Publié le 2025-12-19 23:14:00. Un ancien fonctionnaire de l’Institut de sécurité sociale (IPS) paraguayen réclame une indemnisation pour des complications médicales graves survenues suite à une intervention chirurgicale en 2017, qu’il estime être le résultat d’une erreur de diagnostic et de négligence.
- Jorge Arévalos Ayala, 76 ans, affirme avoir subi des lésions à la vessie et à l’estomac lors d’une opération.
- Il a vécu pendant huit ans avec une sonde urinaire avant de pouvoir la faire retirer, mais son état de santé continue de se détériorer.
- M. Arévalos Ayala estime avoir perdu sa vie sociale et professionnelle en raison des conséquences de ces complications médicales.
Jorge Arévalos Ayala, un ancien employé de l’IPS, a déposé une plainte auprès de la présidence de l’institution, demandant réparation pour ce qu’il considère comme une faute professionnelle. Selon ses dires, tout est parti d’un diagnostic erroné en 2017, qui l’a conduit à subir une intervention chirurgicale aux conséquences désastreuses.
« On m’a définitivement diagnostiqué une vessie neurogène. J’ai subi une intervention chirurgicale et ils m’ont percé l’estomac et la vessie », a-t-il déclaré au journal La Nación/Nación Media. « Ils m’ont posé un cathéter et j’ai uriné dans un sac de collecte. »
M. Arévalos Ayala explique qu’il a dû vivre pendant huit longues années avec cette sonde, avant que les médecins ne consentent finalement à la retirer. Cependant, même après cette intervention, son état de santé n’a pas connu d’amélioration significative. « J’ai insisté auprès des médecins parce que je ne me suis pas résigné à perdre ma vessie. Ce qu’ils m’ont fait n’était qu’une solution partielle. Ils m’ont donné une taille de vessie, ce que je devais changer tous les 21 jours pour ne pas contracter de septicémie », a-t-il précisé.

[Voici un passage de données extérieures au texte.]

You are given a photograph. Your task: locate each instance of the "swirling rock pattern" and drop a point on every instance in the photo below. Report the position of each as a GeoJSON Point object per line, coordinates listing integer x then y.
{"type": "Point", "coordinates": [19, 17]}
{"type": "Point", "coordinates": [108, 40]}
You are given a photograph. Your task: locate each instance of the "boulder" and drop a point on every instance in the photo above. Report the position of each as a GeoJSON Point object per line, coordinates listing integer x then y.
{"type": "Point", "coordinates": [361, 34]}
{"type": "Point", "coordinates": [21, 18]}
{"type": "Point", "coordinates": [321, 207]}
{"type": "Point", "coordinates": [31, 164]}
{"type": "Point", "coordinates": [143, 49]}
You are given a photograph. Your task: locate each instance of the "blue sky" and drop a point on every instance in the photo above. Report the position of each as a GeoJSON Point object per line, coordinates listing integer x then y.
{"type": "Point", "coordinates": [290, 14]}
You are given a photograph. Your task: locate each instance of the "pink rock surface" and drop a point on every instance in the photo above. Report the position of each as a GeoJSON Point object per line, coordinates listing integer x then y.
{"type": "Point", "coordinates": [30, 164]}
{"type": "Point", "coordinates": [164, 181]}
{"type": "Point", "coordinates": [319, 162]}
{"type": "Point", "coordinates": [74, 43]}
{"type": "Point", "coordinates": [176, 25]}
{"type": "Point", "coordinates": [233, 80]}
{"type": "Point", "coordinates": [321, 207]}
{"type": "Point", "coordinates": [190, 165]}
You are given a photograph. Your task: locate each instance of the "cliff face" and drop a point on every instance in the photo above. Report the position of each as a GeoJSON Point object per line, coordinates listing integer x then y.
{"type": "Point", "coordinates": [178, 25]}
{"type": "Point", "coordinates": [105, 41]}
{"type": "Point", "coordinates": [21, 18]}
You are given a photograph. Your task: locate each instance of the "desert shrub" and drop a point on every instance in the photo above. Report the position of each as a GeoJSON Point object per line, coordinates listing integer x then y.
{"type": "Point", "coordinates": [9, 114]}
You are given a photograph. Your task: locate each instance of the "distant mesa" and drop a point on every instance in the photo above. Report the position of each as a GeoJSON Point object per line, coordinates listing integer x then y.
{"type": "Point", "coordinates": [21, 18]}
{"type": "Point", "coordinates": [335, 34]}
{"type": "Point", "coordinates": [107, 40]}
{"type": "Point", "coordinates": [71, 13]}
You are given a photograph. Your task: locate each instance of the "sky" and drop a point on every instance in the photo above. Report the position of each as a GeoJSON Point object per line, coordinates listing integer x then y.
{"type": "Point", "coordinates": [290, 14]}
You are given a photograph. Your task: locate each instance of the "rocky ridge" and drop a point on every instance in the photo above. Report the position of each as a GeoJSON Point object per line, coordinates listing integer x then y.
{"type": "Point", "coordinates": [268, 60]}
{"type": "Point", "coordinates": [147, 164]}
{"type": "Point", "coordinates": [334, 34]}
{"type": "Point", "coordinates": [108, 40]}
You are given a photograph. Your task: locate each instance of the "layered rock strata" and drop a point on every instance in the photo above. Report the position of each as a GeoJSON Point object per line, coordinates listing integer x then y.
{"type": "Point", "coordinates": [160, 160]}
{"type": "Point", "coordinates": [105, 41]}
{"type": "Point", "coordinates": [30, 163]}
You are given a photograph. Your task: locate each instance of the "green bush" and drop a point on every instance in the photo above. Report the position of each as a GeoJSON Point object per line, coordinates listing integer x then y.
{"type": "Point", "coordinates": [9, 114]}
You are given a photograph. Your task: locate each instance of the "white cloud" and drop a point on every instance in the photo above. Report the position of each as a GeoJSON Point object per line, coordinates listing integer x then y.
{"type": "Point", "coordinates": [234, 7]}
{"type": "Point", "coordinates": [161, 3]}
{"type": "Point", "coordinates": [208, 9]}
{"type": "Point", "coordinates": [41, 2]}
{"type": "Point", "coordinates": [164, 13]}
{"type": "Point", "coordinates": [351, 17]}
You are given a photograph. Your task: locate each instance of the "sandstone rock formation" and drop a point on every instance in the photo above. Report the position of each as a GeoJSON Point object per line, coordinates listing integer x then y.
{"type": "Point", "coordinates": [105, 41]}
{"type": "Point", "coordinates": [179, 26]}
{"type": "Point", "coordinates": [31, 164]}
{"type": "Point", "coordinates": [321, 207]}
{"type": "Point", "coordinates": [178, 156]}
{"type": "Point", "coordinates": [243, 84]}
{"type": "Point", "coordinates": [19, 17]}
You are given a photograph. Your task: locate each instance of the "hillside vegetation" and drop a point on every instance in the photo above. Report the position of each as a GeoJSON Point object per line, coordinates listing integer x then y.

Les conséquences de ces complications médicales ont été dévastatrices pour M. Arévalos Ayala, tant sur le plan physique que psychologique. « J’ai perdu ma vie sociale et professionnelle parce que mon sac a coulé en public et que j’ai dû retourner à l’hôpital pour remettre le cathéter, et c’était une torture », a-t-il confié, évoquant l’humiliation et la souffrance qu’il a endurées.
Soutenu par un avocat, M. Arévalos Ayala réclame une indemnisation pour faute professionnelle, négligence médicale, préjudice psychologique et physique. Il souligne que son état de santé l’a conduit à la pauvreté, en raison des dépenses médicales importantes qu’il doit supporter. « J’ai tout perdu, mon travail, ma voiture, je ne peux pas sortir, je ne peux rien faire. Ce qu’ils m’ont fait équivaut à une blessure corporelle grave. Ainsi une indemnisation est due », a-t-il conclu.